(Carl Theodor Dreyer, 1932) · An early example of the power of atmosphere in horror movies, Carl Theodore Dreyer's Vampyr follows Allan Gray, a young man whose obsession with the occult leads him to the small village Courtempierre. Strange visions follow him as he explores the village, leading the audience to wonder what is real and what is an illusion. Striking visuals and an eerie soundtrack lend a hauntingly impressionistic power to this surrealist masterpiece.
runtime: 75m format: 35mm
(Mario Bava, 1960) · Largely driven by the iconic performances of Barbara Steele, who plays two opposing roles in the film, and Mario Bava's command of shadow and light on screen, this gothic horror masterpiece oozes classic vampire. 200 years after a Russian princess is executed for practicing witchcraft, she rises as a vampire to seek revenge.
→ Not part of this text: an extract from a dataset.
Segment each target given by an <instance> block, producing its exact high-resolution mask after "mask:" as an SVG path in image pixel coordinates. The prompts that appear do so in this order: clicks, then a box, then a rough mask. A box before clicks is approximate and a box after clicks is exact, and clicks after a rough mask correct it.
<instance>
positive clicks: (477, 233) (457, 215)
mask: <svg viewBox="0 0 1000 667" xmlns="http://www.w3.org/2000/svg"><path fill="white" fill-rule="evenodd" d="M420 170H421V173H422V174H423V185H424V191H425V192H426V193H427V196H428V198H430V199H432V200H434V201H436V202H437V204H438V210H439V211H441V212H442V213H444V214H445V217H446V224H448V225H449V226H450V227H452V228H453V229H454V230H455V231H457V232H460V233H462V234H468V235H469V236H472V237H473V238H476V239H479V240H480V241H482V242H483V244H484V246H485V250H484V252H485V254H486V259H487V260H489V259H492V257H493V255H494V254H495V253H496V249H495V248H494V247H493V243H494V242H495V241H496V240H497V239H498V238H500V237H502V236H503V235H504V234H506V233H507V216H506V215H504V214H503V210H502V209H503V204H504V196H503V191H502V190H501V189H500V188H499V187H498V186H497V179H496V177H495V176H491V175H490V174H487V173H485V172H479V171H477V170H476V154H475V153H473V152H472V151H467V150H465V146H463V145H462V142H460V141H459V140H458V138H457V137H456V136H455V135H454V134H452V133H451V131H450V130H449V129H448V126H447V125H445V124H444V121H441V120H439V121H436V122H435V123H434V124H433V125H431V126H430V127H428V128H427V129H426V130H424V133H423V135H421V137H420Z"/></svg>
Upon release, the film was considered to be excessively gruesome and was banned in the UK. A heavily edited version was eventually screened in America.
runtime: 87m format: DCP
(Robert Young, 1972) · A stellar example of the gothic monster horror of Hammer Productions, Vampire Circus begins with a small 19th century village's plot to slay their Count, a vampire who has employed the local schoolteacher's wife in stealing children from the village to feed on. Fifteen years later, the village is mysteriously overcome by a plague. Best remembered for its excellent performances, including those from Adrienne Corri and Anthony Corlan, Vampire Circus is still frightening forty-seven years later.
runtime: 84m format: Digital
(George A. Romero, 1977) · Director George Romero, best known for his Dawn of the Dead series, once claimed Martin was his favorite of all his films. The eponymous protagonist is a young man who, believing himself to be a vampire, and armed with narcotics and razor blades, murders victims. Equally uncomfortable and endearing, Martin offers both modern thrills and homage to classic vampire tropes, featuring cameos from Romero himself and Tom Savini.
runtime: 95m format: Digital
(Robert Rodriguez, 1996) · Frequent collaborators Robert Rodriguez and Quentin Tarantino offer an action-packed vampire thriller. Ex-pastor Jacob Fuller (Harvey Keitel) and his children find themselves abducted by criminal brothers Seth (George Clooney) and Richie (Tarantino) Gecko while traveling to Mexico. The group finds itself waiting for Seth's contact at a strip club and biker bar, but all is not as it seems. Print courtesy of the American Genre Film Archive
runtime: 108m format: 35mm
(Kathryn Bigelow, 1987) · Though it failed to earn its budget during its initial theatrical release, Kathryn Bigelow's solo debut remains a cult classic. When a group of vampiric southerners roll through Caleb Colton's quiet midwestern town, he is swept up in the nomadic group after a member of the group, Mae bites him. While following the popular horror trends of the 80s, Bigelow also draws from westerns and biker movies. Without ever using the word "vampire", Near Dark's creatures are some of the most memorable of the genre. Print courtesy of the American Genre Film Archive
runtime: 94m format: 35mm
(Guillermo del Toro, 1993) · Guillermo del Toro's first film was a brooding, twisty vampire fantasy characterized by Catholic allusions, unsettling themes, and stellar performances by Federico Luppi and Tamara Shannath as Jesús Gris and his granddaughter Aurora. Gris is an elderly antique dealer who, after he begins to experiment with a mysterious watch, is transformed into a vampire. Del Toro investigates the cost of immortality, using ghostly yet striking imagery and a mystical score.
runtime: 94m format: Digital
(Tomas Alfredson, 2008) · In this beautifully crafted horror-romance, a young boy frequently targeted by bullies forms a sweet friendship and later romance with his neighbor, a vampire appearing as a girl Oskar's age. Based on a novel of the same name, the story blends romance with horror, featuring beautiful cinematography and taking on complex themes. It manages to be exceedingly frightening and exceedingly charming at once and became an instant horror classic upon its release.
runtime: 114m format: 35mm
(Taika Waititi & Jemaine Clement, 2014) · Taika Waititi and Jermaine Clement first created What We Do in the Shadows as a short film in 2008. Seven years later, a full-length film was screened at Sundance. The mockumentary focuses on a group of aging vampires sharing an apartment. The film reads as a love letter to the modern vampire film, gently poking fun at tropes while embracing the tradition that grew out of films like Vampyr and Nosferatu.